3D semantic occupancy prediction aims to reconstruct the 3D geometry and semantics of the surrounding
environment. With dense voxel labels, prior works typically formulate it as a dense segmentation task,
independently classifying each voxel. However, this paradigm neglects critical instance-centric
discriminability, leading to instance-level incompleteness and adjacent ambiguities. To address this, we
highlight a free lunch of occupancy labels: the voxel-level class label implicitly provides insight at
the instance level, which is overlooked by
the community. Motivated by this observation, we first introduce a training-free Voxel-to-Instance
(VoxNT) trick: a simple yet effective method that freely converts voxel-level class labels into
instance-level offset labels. Building on this, we further propose VoxDet, an instance-centric framework
that reformulates the voxel-level occupancy prediction as dense object detection by decoupling it into
two sub-tasks: offset regression and semantic prediction. Specifically, based on the lifted 3D volume,
VoxDet first
uses (a) Spatially-decoupled Voxel Encoder to generate disentangled feature volumes for the two
sub-tasks, which learn task-specific spatial deformation in the densely projected tri-perceptive space.
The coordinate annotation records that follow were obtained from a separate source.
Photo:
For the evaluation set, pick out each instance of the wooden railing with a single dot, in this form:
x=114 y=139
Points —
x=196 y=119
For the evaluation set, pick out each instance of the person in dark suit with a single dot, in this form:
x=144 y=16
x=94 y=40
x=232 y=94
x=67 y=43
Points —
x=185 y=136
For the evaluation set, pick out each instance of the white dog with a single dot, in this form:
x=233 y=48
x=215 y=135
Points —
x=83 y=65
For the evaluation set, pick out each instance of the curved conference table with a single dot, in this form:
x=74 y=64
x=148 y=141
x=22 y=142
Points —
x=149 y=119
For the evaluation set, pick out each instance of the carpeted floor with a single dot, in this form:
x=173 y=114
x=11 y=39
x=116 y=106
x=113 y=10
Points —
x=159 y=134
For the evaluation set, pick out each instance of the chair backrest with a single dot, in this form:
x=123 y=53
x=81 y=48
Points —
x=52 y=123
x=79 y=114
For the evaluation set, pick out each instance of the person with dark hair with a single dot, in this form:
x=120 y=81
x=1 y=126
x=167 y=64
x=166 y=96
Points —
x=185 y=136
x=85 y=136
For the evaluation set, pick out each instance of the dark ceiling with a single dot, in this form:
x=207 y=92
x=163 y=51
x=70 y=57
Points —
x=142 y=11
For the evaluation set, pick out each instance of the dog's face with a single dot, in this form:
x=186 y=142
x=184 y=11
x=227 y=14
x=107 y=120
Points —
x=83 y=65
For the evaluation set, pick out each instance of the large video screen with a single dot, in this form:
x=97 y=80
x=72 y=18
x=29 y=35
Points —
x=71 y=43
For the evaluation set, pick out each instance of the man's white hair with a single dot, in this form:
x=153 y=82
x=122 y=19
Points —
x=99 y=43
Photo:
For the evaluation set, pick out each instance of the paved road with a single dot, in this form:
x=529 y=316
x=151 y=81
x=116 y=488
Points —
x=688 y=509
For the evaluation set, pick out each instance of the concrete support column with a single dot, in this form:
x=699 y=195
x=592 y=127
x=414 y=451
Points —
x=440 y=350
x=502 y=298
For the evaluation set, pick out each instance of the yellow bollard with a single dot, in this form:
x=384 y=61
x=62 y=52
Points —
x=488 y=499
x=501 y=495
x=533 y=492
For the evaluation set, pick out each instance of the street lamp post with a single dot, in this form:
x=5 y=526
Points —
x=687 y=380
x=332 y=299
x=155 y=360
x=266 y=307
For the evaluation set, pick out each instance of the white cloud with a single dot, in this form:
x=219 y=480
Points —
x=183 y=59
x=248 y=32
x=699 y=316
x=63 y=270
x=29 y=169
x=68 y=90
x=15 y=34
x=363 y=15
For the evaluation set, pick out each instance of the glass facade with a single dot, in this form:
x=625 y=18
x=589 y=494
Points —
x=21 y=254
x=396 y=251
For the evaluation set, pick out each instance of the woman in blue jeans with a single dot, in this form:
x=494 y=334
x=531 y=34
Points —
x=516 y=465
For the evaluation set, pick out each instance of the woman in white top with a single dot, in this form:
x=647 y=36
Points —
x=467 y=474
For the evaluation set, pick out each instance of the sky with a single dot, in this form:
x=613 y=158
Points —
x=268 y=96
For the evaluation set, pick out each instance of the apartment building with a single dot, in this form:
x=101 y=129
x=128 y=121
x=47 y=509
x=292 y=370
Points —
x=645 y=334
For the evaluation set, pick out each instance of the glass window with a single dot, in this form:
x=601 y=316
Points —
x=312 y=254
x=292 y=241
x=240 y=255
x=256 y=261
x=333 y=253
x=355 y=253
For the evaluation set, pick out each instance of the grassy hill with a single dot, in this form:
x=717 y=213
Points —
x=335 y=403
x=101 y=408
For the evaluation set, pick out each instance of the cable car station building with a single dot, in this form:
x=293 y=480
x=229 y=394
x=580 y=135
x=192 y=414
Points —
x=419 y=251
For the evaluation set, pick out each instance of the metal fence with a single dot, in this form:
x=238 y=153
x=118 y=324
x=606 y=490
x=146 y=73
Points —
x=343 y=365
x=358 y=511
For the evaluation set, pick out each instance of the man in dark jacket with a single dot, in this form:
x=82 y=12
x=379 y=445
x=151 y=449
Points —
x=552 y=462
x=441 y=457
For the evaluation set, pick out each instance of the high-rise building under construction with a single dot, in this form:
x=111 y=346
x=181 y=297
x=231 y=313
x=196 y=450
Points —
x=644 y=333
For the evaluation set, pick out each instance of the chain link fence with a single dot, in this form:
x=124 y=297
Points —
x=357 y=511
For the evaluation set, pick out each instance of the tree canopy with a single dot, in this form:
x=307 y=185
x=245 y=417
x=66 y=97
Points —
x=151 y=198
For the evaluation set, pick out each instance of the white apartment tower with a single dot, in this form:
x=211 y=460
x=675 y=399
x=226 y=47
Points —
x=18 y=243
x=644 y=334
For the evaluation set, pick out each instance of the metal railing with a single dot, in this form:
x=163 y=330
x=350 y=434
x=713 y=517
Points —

Then, we deploy (b) Task-decoupled Dense Predictor to address this task via dense detection. Here, we
first regress a 4D offset field to estimate distances (6 directions) between voxels and object borders
in the voxel space. The regressed offsets are then used to
guide the instance-level aggregation in the classification branch, achieving instance-aware prediction.
Experiments show that VoxDet can be deployed on both camera and LiDAR input, jointly achieving
state-of-the-art results on both benchmarks. VoxDet is not only highly efficient, but also gives 63.0
IoU on the SemanticKITTI test set, ranking 1st on the online leaderboard.